Fieldguide plans to double its 160-person team over the next year, hiring both engineers and former auditors. While a strategic sale to a major accounting firm remains a possibility, Cohen expressed hope for an eventual IPO. "The goal is to scale across audit, tax, and accounting, and go public when the time is right," he said.
Reader Reactions:
Michael R., Audit Partner in Chicago: "This is the direction the profession has to go. We’re struggling to find staff for basic compliance work. If AI can handle the routine, our people can focus on complex judgment and client service—where we truly add value."
Priya V., Junior Accountant in Austin: "I welcome tools that take the monotony out of my day. But I worry about the message it sends to students considering accounting. Is the future just supervising machines? We need to better articulate the evolving role."

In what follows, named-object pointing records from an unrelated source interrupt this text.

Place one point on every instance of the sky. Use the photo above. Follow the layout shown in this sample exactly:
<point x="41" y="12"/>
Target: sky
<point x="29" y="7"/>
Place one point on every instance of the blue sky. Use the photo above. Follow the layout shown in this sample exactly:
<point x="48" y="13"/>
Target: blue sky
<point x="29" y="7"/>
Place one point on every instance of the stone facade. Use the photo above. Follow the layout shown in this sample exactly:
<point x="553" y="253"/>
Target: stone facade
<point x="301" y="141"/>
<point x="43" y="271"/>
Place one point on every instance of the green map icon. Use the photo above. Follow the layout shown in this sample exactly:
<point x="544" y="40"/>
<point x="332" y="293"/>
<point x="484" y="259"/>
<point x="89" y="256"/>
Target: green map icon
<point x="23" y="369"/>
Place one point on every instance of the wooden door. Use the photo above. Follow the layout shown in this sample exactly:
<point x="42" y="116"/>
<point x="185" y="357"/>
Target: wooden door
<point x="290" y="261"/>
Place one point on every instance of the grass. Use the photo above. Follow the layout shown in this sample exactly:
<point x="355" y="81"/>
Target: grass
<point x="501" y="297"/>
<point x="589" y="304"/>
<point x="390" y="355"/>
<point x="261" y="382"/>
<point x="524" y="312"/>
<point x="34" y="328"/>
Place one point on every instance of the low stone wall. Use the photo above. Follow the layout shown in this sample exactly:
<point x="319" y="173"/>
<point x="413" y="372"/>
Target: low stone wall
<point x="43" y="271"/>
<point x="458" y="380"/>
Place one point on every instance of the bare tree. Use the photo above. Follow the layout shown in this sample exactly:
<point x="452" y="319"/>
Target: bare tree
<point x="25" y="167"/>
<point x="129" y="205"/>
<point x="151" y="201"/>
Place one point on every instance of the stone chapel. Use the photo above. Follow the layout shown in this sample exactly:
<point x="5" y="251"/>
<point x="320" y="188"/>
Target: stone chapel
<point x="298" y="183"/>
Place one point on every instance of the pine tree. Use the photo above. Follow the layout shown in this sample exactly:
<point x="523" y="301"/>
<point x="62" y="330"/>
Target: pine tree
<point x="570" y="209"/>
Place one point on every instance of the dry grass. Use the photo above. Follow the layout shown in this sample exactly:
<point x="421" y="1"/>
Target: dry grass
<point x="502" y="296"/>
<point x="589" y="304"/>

David L., Financial Regulation Analyst in D.C.: "Another overhyped ‘AI solution’ funded by Wall Street. Auditing requires professional skepticism and judgment—not just pattern matching. This is a cost-cutting play disguised as innovation, and it risks undermining audit quality."
Susan T., CFO at a Mid-Sized Tech Firm: "If this makes audits more efficient and less disruptive for my team, I’m all for it. Our auditors spend weeks on-site sifting through paperwork. Freeing them from that should improve their focus on material risks."